In August, the only subject beyond the “Russian” thematic cluster was a bizarre incident on the Israeli media scrutinized by the PSCRP team. On August 11th, the Israeli state-owned TV channel “Kan11” reported that “the Army leadership instructed all personnel to evacuate from Georgia and Azerbaijan.” This statement, not supported by citing the relevant order, was neither confirmed nor corrected by the IDF press office. This created the impression that Israeli military contingents were present in Azerbaijan and Georgia and that they were threatened by “Iranian retaliation” for the death of Ismail Haniyeh. The spread of this false information was condemned by the Azerbaijan media agency. The Israeli media published a clarification (still in the absence of any clear IDF reaction): they were referring to Israeli tourists who are subject to military service and who could be attacked or kidnapped in these countries.
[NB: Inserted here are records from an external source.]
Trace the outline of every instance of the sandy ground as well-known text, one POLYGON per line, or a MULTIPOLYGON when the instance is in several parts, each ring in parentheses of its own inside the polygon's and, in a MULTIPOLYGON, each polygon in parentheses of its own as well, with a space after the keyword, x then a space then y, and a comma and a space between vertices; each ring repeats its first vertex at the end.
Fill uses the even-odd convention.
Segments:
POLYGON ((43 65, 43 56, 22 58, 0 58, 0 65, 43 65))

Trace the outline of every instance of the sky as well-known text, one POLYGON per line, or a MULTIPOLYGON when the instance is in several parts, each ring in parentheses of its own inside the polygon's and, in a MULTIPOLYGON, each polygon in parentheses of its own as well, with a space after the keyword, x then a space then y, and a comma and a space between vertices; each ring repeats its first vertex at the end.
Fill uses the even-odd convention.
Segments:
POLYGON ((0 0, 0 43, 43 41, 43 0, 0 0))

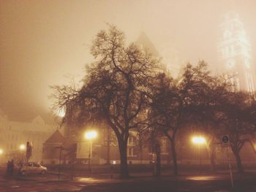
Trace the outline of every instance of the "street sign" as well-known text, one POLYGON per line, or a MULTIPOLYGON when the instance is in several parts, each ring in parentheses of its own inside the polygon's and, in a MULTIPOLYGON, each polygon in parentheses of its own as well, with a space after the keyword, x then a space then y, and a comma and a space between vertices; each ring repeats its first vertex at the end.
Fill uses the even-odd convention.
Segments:
POLYGON ((32 155, 32 146, 29 142, 26 142, 26 153, 27 161, 29 161, 29 158, 32 155))
POLYGON ((224 145, 227 145, 229 142, 228 136, 227 135, 223 136, 222 140, 224 145))

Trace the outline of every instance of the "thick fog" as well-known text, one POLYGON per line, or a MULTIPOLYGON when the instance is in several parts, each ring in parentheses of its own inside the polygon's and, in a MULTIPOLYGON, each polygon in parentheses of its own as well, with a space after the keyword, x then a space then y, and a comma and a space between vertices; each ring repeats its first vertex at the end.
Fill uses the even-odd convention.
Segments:
POLYGON ((255 58, 255 0, 2 0, 0 108, 14 120, 43 116, 51 103, 49 85, 83 77, 93 59, 91 40, 108 23, 128 42, 144 31, 160 53, 170 49, 182 62, 214 65, 222 16, 234 10, 255 58))

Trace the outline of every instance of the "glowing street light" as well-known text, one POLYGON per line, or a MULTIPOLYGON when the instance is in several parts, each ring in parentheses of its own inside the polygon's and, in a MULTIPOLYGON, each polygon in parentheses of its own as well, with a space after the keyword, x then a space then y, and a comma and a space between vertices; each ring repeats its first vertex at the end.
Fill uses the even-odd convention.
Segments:
POLYGON ((97 137, 98 134, 96 131, 89 131, 84 134, 84 138, 87 140, 91 140, 95 139, 97 137))
POLYGON ((91 172, 91 156, 92 156, 92 140, 94 139, 95 139, 96 137, 97 137, 98 136, 98 134, 96 131, 94 131, 94 130, 91 130, 91 131, 86 131, 85 134, 84 134, 84 138, 86 139, 86 140, 89 140, 90 142, 90 148, 89 148, 89 164, 88 164, 88 168, 89 169, 89 172, 91 172))
POLYGON ((20 144, 20 146, 19 146, 19 149, 20 150, 25 150, 26 149, 26 146, 24 144, 20 144))
POLYGON ((199 164, 200 167, 202 167, 202 157, 201 157, 201 151, 200 151, 200 145, 206 144, 206 139, 205 137, 202 136, 196 136, 192 138, 192 142, 193 144, 196 145, 198 147, 198 155, 199 155, 199 164))

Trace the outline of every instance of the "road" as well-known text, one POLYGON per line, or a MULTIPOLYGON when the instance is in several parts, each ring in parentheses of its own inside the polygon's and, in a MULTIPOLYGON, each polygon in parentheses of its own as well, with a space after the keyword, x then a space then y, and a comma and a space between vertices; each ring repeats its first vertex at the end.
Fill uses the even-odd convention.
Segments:
POLYGON ((73 180, 39 177, 28 177, 24 180, 4 178, 0 180, 1 192, 255 192, 256 191, 256 174, 235 175, 234 189, 231 189, 228 174, 134 177, 127 180, 109 178, 75 177, 73 180))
However, it was too late already: the Iranian media and Telegram channels have launched a fake news campaign about the presence of the Israeli military contingent and bases in Azerbaijan. This campaign was actively supported by the Armenian media, both in Armenia proper and in the diaspora; the claims of Israeli bases being present in… Nagorno Karabakh were even discussed by an Armenian National Assembly member. The authors conclude that, first, “the IDF press office and other government agencies should be careful in the wording of their statements, as they will be used by Israel’s enemies to harm the Jewish state and its allies.” Second, “Armenia and the Armenian diaspora, which in most cases follow different political agendas, must now be viewed as hostiles, at the very least, if not as sworn allies of Iran.”
The Post-Soviet Conflicts Research Program at the BESA Center continues to keep abreast of the major political events in the former Soviet area and to inform our readership of what is going on in post-Soviet Eurasia.